Some dates remain ever memorable; I’ll never forget

October 8, 2022. Yes, it was the only birthday, on which my wife, Marian Ngozi, aged 50 (I called her Soulmate), a UNIBEN-trained lawyer, never wished me “Happy Birthday, Mr. T”. That accursed Saturday, she was battling against death right inside Garki Hospital. Was it her sixth or seventh hospitalization since April this year?

Sincerely, I have lost count. What I can’t forget is that she endured two surgeries in two months. Her soul returned to God that night. Ah, how does a man write about the death of a wife?
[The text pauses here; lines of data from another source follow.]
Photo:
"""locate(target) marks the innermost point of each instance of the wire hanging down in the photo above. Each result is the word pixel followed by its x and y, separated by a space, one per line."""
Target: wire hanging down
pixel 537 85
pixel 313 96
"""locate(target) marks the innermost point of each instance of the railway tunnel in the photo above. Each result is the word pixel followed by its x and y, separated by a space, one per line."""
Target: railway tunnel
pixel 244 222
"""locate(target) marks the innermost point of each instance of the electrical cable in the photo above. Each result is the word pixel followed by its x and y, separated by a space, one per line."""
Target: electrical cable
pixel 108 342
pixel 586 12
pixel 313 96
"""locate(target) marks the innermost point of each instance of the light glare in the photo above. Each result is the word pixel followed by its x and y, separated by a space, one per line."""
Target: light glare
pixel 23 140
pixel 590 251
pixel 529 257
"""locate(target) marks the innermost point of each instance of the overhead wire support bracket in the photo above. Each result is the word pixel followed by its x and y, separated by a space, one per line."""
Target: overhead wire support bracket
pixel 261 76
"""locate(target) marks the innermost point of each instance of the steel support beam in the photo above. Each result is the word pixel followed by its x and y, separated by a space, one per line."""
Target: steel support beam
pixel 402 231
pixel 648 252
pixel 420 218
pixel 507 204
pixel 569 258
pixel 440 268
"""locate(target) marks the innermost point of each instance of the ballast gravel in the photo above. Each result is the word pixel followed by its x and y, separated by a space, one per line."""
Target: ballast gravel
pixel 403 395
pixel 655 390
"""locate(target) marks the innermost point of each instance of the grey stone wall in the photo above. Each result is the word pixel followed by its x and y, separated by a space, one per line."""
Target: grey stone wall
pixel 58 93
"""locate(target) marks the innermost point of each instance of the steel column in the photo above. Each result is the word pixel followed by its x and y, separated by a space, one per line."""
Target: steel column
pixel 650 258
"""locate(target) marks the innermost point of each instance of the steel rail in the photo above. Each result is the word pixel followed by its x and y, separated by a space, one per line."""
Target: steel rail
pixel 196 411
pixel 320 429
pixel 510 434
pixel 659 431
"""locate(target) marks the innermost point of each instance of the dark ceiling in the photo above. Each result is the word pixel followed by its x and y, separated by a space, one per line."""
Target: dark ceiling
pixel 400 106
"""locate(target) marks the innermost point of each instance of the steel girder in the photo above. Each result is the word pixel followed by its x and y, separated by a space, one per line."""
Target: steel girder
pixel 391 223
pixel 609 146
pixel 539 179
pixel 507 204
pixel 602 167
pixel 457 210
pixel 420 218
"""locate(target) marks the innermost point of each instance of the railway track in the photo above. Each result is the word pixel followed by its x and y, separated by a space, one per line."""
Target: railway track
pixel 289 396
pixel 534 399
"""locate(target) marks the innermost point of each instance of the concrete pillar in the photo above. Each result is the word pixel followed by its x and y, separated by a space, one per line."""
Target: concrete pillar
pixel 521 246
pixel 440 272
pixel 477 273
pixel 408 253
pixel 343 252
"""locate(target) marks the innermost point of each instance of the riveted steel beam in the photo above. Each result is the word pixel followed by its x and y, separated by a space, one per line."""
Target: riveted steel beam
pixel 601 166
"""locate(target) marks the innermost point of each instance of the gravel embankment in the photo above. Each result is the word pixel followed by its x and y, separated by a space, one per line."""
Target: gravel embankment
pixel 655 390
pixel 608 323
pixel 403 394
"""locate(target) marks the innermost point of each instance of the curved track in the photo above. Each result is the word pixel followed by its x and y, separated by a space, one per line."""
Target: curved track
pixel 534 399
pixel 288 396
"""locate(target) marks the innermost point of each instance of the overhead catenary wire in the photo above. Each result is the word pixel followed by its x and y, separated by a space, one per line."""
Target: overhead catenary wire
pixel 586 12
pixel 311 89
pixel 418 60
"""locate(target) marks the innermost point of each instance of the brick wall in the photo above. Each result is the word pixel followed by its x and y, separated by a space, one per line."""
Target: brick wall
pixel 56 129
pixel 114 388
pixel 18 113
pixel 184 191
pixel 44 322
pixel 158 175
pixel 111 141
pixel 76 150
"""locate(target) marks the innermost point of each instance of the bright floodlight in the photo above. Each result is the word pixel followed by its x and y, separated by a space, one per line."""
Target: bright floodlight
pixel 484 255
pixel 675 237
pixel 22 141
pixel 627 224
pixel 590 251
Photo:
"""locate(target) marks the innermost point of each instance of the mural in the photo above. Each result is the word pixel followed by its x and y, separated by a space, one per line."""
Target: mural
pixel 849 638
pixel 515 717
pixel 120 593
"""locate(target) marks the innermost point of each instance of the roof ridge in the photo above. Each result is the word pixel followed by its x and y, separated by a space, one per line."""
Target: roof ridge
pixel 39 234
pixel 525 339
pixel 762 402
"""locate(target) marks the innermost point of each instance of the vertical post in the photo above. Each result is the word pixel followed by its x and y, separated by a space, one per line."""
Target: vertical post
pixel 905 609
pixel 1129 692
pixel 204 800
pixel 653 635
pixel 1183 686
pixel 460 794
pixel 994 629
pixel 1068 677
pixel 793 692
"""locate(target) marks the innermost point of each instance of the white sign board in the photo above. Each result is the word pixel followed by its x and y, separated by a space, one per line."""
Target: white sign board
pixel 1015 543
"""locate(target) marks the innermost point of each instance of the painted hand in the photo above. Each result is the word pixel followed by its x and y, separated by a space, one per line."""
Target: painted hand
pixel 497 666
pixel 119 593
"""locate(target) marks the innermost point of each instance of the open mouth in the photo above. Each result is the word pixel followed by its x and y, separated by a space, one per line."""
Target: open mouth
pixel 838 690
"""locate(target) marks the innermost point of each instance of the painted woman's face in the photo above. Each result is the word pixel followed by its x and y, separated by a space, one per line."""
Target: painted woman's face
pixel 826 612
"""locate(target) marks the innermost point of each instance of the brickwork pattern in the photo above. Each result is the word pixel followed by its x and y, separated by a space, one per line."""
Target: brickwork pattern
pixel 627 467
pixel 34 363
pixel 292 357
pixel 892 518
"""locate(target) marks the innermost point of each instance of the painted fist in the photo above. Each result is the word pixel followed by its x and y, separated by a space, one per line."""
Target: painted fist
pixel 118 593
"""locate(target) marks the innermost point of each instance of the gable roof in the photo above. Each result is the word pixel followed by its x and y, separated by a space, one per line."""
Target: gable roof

It is easy to recount the battles with the demons of heartache, the devil’s of uncertainty, the archfiends of fear that grip the heart as you surrender all initiatives to the doctors.

Those are the easy paths; the recounting of the threos that tore the heart into shreds as an illness progressed, ravaging the body and mind of a loved one and as hope would begin to fade, is the difficult part.

How hard has Soulmate’s passing been on me? I must confess that in the afternoon of Thursday, 13th October, when I ended a phone conversation with a Form Master of one of my son’s classes, I said aloud: “let me tell Soulmate about this conversation”. Only the ohhs and ahhs of the people who had gathered for condolence visit brought me back to reality. And that same afternoon, I visited the Gaki Hospital Mortuary to see her remains while it is possible. Ah, the face was serene. She was free from her agonies.

At times like this, your columnist finds solace in music. A Greek singer, Nana Mouskouri, says (in THERE’S A TIME) “ There’s a time for live for love to grow, and to end in lonely tears. There’s a (face) I adore that I’ll see no more though I live for a hundred years. There’s a time for losing all you want and for travelling on, but the hurt in my heart, it goes on from day to day, will not go away, keeps on longing for what’s gone.

And the hurt in my heart knows you are never coming home till the sea runs dry. In my dreams you have left yourself behind, you caress my mind when the nights grow dark and chill. Where’s the magic wand that will bring you nearer home?”That magic wand doesn’t exist! And that’s my tragedy. And the song’s conclusion? “

But the hurt in my heart, it goes on from day to day, never goes away, for it is all I have left of you”.2022 will remain an “annus horribilis” to me. Since our marriage it’s the only year we never danced to Shania Twain’s “You Are Still The One” to celebrate our wedding anniversary because she was in hospital. The song says: “Looks like we made it, look how far we’ve come my baby. We are still together, still going strong.

You are still the one that that I belong to, the one I want for life, the one I kiss good night”. But all that is past and gone, now. Now. Dear dear Soulmate, the reality is from Fatback band’s 1980s hit record, To Be Without You Love “is like to find the sun is gone” and “how can I be strong when half of me was you?” I have the rest of my life to answer that question. “Oh, how I miss you”. Ah, that came from Jimmy Cliff, the reagge super star.